Ministra Esther Dweck e outras autoridades durante o lançamento do estudo Futuros do Brasil: Sinais de Transformação . Foto: Jhonathan Braga (Ascom/MGI)
O Ministério da Gestão e da Inovação em Serviços Públicos (MGI), em parceria com o Programa das Nações Unidas para o Desenvolvimento (PNUD), lançou nesta segunda-feira (26/1), o relatório Futuros do Brasil: Sinais de Transformação (Spotlight), pesquisa colaborativa inédita que mapeia sinais emergentes de mudança em todo o país e apresenta quatro possíveis cenários para o futuro brasileiro até 2035. Com base em contribuições de mais de 500 especialistas, líderes comunitários e cidadãs e cidadãos de todas as regiões, o Spotlight identifica oportunidades e riscos críticos em 16 temas que incluem justiça social, transformação econômica e inovação em governança.

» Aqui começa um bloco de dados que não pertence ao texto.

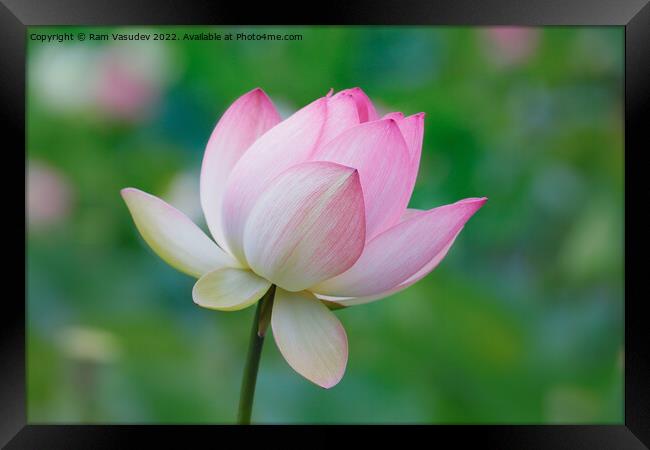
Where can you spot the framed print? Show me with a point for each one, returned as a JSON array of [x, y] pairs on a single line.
[[418, 215]]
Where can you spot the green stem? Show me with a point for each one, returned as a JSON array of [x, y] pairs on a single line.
[[258, 330]]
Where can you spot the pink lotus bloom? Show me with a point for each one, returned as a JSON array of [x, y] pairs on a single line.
[[316, 205]]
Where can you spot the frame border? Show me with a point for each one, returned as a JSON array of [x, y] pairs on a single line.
[[634, 15]]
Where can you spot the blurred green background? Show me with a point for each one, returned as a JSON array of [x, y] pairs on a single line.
[[522, 322]]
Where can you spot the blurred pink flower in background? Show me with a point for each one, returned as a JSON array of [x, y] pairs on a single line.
[[315, 205], [511, 45], [49, 195], [120, 81]]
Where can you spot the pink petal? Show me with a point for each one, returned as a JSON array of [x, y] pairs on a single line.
[[424, 271], [288, 143], [308, 226], [397, 116], [174, 237], [412, 128], [310, 337], [342, 113], [378, 151], [365, 107], [400, 252], [250, 116]]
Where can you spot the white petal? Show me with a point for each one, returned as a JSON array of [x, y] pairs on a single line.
[[173, 236], [307, 226], [310, 337], [229, 289]]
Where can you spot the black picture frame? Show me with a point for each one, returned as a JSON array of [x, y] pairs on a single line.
[[633, 15]]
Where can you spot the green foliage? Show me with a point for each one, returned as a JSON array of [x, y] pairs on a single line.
[[522, 322]]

No lançamento, estiveram presentes a ministra Esther Dweck (MGI), o secretário extraordinário para a Transformação do Estado, Francisco Gaetani, o representante residente do PNUD, Claudio Providas, o embaixador André Correa do Lago, presidente da COP30, e a especialista de programa da Unidade de Governança e Justiça para o desenvolvimento do PNUD, Andréa Bolzon, que apresentou os principais resultados da pesquisa.
A ministra Esther Dweck destacou a importância da parceria com o PNUD desde o G20, depois na COP30 e agora com o estudo, para contribuir com as discussões e soluções sobre o papel do Estado nos desafios atuais. Diante de um período com grandes choques políticos, econômicos, tecnológicos, Dweck reforçou a oportunidade do estudo ao trazer questões desafiadoras como equidade, educação, saúde, diversidade e juventude. Para a ministra, muito do que está no relatório, dialoga com iniciativas do governo ou do próprio Ministério, além de reforçar a necessidade de que as políticas públicas e a participação social guiem a atuação do Estado e estejam no centro das decisões.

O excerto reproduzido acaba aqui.